Blend morphology is crucial for the efficiency and stability of organic solar cells. Exploring and understanding the correlations between is meaningful and greatly desired. In this work, based on polymer donor (PTB7-Th), fullerene and non-fullerene acceptors (PC 71 BM and Y6), we systematically study the influence of ternary strategy and solvent system on device performance and stability. It is found that insufficient and excessive phase separation of blend could result in the depressed performance of corresponding devices. Appropriate phase separation/blend morphology can be achieved by utilizing a ternary strategy or suitable solvent. Chloroform-processed ternary blend PTB7-Th:Y6:PC 71 BM delivers efficiency of 9.55%, with dramatically enhanced J SC of 24.68 mA cm −2 due to optimized absorption, blend morphology and optoelectronic properties.

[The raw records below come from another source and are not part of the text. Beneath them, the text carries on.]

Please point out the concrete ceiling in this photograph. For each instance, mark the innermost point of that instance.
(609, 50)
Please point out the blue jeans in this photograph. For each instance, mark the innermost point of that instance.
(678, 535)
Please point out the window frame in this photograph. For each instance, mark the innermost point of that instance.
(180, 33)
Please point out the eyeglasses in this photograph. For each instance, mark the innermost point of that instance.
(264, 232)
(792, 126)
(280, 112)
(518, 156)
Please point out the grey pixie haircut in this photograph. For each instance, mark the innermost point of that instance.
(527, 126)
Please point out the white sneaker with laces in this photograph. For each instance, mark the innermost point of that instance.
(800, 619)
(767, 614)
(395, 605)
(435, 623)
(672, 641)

More importantly, superior device stability is demonstrated for the optimal ternary device under both thermal stress and maximum power point operation, by maintaining 80% of initial efficiency at 85 °C for 880 h and presenting almost zero efficiency decay in 200 h under MPP operation. • Morphology of active blend is tuned by ternary and solvent strategy. • Ternary PTB7-Th:Y6:PC 71 BM cells deliver PCE 9.55% and J SC 24.68 mAcm −2 . • Superior thermal and operational stability is demonstrated for optimal device. • Zero decay is recorded for optimal device in 200 h under MPP operation.